Do piątku prezydent ma czas na podpisanie lub odrzucenie sprawozdania Krajowej Rady Radiofonii i Telewizji. Platforma, twórcy oraz część polityków PiS namawiają Lecha Kaczyńskiego, by ten dokument odrzucił. Wtedy rada przestałaby istnieć i doszłoby do całkiem nowego rozdania.

Według informacji „Dziennika Gazety Prawnej” prezydent żadnemu scenariuszowi nie mówi "nie". Kilka tygodni temu coroczny dokument KRRiT odrzucił Sejm i Senat.

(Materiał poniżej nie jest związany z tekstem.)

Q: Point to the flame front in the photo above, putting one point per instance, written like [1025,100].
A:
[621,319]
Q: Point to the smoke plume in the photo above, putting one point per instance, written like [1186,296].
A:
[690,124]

- Pan prezydent nie podjął jeszcze żadnej decyzji w tej sprawie. Cały czas waży wszystkie argumenty - mówi "Dziennikowi Gazeta Prawna" Paweł Wypych, minister z Kancelarii Prezydenta. Co więcej politycy PO różnymi kanałami starają się przekonać prezydenta, by dokumentu nie podpisywał. Wtedy Krajowa Rada musiałaby zostać wybrana od nowa.

- Prezydent nic nie traci - przekonuje polityk PO. W pięcioosobowej radzie miałby dwóch swoich przedstawicieli, a to daje mniejszość blokującą. Poza tym, jeżeli chce utrzymać dotychczasowy sojusz PiS i SLD w mediach publicznych, to też nic się nie zmieni. Już wybrane rady nadzorcze w TVP i Polskim Radiu są przecież nieusuwalne.